Most sports fans have never heard of Bill Fletcher.
He is president of TransAfrica Forum, a Washington, D.C.-based non-profit educational and organizing center formed to raise awareness in the United States about issues facing the nations and peoples of Africa, the Caribbean and Latin America.
A columnist that usually sticks to domestic and international politics, Fletcher was moved to write about the late Curt Flood this week after attending his first Washington Nationals game last week.
"Given how important baseball has traditionally been for African Americans, it is very unsettling to see so few of us in attendance. Don't get me wrong: I am not blaming us. Ticket prices have increased substantially, and there is so little carried out in our communities to bring forward new generations of baseball players. Yet, we seem to forget that the fight to desegregate Major League baseball was a key front in the battle for black freedom, actually for years prior to Jackie Robinson's being called up by the Brooklyn Dodgers in 1947," Fletcher writes in his column on the National Newspaper Publishers Association website.

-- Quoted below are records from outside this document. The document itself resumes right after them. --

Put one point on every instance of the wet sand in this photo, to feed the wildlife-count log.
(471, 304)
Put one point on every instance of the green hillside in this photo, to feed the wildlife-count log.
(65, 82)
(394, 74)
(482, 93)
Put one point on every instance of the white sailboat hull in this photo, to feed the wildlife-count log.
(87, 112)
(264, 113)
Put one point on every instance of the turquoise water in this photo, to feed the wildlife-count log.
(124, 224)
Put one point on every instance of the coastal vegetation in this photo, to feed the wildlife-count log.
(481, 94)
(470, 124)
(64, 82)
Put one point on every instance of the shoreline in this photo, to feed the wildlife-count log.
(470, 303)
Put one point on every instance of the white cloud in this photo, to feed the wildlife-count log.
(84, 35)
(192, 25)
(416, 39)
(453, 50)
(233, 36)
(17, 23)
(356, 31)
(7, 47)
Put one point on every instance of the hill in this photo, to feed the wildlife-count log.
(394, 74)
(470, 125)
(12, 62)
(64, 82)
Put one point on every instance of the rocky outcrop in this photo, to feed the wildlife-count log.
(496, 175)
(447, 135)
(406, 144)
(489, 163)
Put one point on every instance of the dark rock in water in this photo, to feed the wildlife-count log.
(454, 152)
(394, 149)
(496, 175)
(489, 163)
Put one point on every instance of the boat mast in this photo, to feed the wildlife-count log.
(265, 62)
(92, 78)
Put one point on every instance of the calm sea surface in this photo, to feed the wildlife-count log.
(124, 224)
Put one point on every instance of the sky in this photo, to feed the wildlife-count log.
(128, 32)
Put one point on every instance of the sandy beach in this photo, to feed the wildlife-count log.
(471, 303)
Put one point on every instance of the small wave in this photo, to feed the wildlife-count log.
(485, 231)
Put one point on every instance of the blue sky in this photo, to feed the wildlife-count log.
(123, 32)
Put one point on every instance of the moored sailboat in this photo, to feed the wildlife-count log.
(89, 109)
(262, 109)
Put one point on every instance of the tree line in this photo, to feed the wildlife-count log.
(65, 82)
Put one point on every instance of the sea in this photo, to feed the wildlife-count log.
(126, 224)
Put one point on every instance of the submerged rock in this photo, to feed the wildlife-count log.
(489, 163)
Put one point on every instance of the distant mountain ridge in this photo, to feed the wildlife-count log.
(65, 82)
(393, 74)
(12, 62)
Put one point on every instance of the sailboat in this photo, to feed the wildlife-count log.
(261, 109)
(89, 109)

Fletcher continues, "The other thing that struck me was the appearance of the ghost of Curt Flood. It was Curt Flood's courage that has kept him out of the Baseball Hall of Fame despite his having been such a talented athlete. As a result, his ghost haunts every baseball game. Flood went to court to challenge the reserve clause. Although the challenge did not succeed, it ultimately led to the collapse of the system and the creation of what is now known as free agency.
"Nevertheless, by putting himself on the line for a cause, Flood was forced to pay a price. His career essentially ended, and he was, for all intents and purposes, expunged from baseball. To add insult to injury, neither before his death in 1997 nor subsequently has he been drafted into the Baseball Hall of Fame, despite his excellent career in baseball. In fact, the owners and the baseball establishment wish to punish Flood ad infinitum for the courage of his convictions."
Fletcher said that he approached a black leader of the Federation of Professional Athletes and told him that demanding that Flood be inducted into the National Baseball Hall of Fame was the sort of struggle that it would make sense to initiate. His suggestions "were politely brushed off."
Flood's legacy is slowly fading away, which is what Major League Baseball wishes to happen.
It will take Fletcher, black fans - and, most importantly black players - to remember who Flood was and what he did for Major League Baseball.